Pythagoras introduced numbers into this mix and put them on the male side of the ledger. In the Pythagorean system, thinking about numbers, or doing mathematics, was an inherently masculine task. Mathematics was associated with the gods, and with transcendence from the material world; women, by their nature, were supposedly rooted in this latter, baser realm…
The Pythagorean association of mathematics with transcendence was easily imported into a Christian context, giving rise to the idea of the Judeo-Christian god as a mathematical creator. When Stephen Hawking links a theory of everything to the mind of god today, he is reiterating an essentially Pythagorean view. But this godly-mathematical connection also sat easily with the Catholic tradition of a male-only priesthood. Thus, from the start, women were excluded from this academic field and its associated sciences…
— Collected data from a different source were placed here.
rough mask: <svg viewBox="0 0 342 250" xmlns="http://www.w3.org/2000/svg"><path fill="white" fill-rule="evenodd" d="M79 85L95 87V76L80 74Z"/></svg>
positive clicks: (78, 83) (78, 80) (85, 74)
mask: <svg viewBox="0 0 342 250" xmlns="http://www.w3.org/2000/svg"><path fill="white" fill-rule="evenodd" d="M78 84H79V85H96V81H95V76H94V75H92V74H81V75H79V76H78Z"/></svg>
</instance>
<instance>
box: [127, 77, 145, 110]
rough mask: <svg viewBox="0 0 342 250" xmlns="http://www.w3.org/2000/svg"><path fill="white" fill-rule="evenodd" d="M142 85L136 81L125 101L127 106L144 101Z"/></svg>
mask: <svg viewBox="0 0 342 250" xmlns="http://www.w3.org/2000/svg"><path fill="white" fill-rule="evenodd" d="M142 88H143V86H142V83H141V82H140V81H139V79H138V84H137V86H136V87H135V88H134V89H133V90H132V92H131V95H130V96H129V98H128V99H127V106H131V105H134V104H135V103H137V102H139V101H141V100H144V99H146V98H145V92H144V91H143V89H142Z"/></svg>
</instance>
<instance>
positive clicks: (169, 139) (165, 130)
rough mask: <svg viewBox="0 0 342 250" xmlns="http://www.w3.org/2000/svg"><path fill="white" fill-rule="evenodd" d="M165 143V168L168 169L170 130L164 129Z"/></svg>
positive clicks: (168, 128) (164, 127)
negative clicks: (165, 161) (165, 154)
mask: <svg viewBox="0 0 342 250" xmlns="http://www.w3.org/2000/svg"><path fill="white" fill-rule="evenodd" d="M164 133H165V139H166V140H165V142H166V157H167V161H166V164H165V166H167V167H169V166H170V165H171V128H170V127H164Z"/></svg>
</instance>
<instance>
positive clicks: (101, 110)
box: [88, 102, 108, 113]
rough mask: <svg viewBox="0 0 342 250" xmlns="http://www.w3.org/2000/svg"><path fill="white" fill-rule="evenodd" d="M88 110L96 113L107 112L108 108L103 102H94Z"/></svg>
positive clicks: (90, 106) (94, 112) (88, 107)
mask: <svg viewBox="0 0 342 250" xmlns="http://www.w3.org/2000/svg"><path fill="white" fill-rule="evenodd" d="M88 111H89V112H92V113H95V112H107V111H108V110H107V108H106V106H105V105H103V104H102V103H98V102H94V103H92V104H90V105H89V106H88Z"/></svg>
Many women who have gone into science since the 1970’s continue to be stunned at how slow change has been. Gail G. Hanson, distinguished professor of physics at the University of California, Riverside, and the only woman to have won the W. K. H. Panofsky Prize in experimental particle physics, said by phone: “At this point there seems to be an acceptance of women in science at relatively junior levels. But once we get to more senior levels, a kind of antagonism sets in.”
As a postdoctoral fellow at the Stanford Linear Accelerator Center, Dr. Hanson discovered quark jets, the work for which she would later be awarded the Panofsky Prize. Yet throughout her research career, she said, she has continued to be treated like a junior colleague, not like a leading researcher.